Given j ∈ [0,count), corresponding vectors initial_ = I[j], final_ = F[j] and a morph factor λ ∈ [0,1] the j-th (zero-based) current vector current_(λ) is given by

current_(λ) = initial_ + λ . (final_ - initial_) = (1 - λ ) . initial_ + λ . final_.

---

From this perspective, this

vec3 vPosition = neutral_w * vNeutral + 
                 smile_w/2 * vSmile_L + smile_w/2 * vSmile_R;

looks dubious at best.

As I said, my crystal ball is currently defunct, but the naming would imply that, given the OpenGL standard reference frame,

vSmile_L = vSmile_R * (-1,1,1),

this "*" denoting component-wise multiplication, and that in turn would imply cancelling out the morph x-component by above addition.

But apparently, the face does not degenerate into a plane (a line from the projected pov), so the meaning of those attributes is unclear.

That's the reason why I want to look at the effective data, as stated in the comments.

---

Another thing, not related to the effect in question, but to the the shading algorithm.

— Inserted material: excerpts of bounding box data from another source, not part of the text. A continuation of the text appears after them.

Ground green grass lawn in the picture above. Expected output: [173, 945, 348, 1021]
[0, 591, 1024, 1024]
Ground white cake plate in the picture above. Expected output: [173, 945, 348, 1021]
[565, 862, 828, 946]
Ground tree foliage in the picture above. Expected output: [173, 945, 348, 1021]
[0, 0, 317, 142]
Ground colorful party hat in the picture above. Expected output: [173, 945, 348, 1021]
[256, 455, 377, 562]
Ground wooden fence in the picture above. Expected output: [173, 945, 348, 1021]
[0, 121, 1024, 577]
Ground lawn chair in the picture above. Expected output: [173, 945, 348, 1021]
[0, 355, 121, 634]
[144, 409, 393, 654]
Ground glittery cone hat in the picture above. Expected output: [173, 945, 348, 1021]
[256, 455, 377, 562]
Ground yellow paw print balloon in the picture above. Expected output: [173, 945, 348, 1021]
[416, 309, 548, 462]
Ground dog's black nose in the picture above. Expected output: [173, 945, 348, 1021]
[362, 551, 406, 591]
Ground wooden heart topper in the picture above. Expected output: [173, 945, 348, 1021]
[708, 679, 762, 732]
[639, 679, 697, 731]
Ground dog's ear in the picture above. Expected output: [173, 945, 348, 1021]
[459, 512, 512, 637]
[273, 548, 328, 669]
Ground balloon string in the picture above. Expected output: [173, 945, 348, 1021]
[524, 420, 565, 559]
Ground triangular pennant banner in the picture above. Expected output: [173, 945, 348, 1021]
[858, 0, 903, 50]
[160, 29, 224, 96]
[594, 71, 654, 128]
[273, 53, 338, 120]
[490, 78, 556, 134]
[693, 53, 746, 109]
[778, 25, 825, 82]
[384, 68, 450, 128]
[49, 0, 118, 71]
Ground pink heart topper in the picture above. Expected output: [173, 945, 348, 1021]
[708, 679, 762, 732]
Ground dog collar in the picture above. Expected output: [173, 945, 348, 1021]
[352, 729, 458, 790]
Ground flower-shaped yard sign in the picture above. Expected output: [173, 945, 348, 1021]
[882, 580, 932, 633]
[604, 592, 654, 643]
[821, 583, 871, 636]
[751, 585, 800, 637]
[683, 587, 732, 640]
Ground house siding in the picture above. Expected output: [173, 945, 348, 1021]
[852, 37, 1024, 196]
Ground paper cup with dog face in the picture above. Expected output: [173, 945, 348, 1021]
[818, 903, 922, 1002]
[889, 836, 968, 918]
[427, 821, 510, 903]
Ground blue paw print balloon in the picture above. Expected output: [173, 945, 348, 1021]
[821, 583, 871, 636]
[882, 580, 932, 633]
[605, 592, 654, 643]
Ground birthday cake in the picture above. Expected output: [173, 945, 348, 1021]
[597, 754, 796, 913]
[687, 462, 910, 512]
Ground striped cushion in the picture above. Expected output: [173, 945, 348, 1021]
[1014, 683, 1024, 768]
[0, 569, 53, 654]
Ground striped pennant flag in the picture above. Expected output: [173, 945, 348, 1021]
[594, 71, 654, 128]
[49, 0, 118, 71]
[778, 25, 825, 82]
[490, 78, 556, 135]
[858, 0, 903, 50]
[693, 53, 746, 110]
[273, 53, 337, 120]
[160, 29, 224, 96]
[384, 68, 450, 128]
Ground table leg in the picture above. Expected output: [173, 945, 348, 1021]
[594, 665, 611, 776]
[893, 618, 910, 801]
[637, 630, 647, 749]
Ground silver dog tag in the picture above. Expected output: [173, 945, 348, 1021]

As stated in the answer to this

Can OpenGL shader compilers optimize expressions on uniforms?,

the shader optimizer could well optimize pure uniform expressions like the M/V/P calculations done with

uniform float left;
uniform float right;
uniform float top;
uniform float bottom;
uniform float near;
uniform float far;

uniform vec3 cameraPosition;
uniform vec3 lookAtPosition;
uniform vec3 upVector;

/* */   

uniform vec3 pos;
uniform vec3 size;
uniform mat4 quaternion;

but I find it highly optimistic to rely on such assumed optimizations.

if it is not optimized accordingly doing this means doing it once per frame per vertex so for a human face with a LOD of 1000 vertices, and 60Hz that would be done 60,000 times per second by the GPU, instead of once and for all by the CPU.

No modern CPU would give up soul if these calculations are put once on her shoulders, so passing the common trinity of M/V/P matrices as uniforms seems appropriate instead of constructing those matrices in the shader.

For reusing the code from the shaders - glm provides a very glsl-ish way to do GL-related maths in C++.

Answer 2

I had a very similar problem some time ago. As you eventually noticed, your problem most probably lies in the mesh itself. In my case, it was inconsistent mesh triangulation. Using the Triangluate Modifier in Blender solved the problem for me. Perhaps you should give it a try too.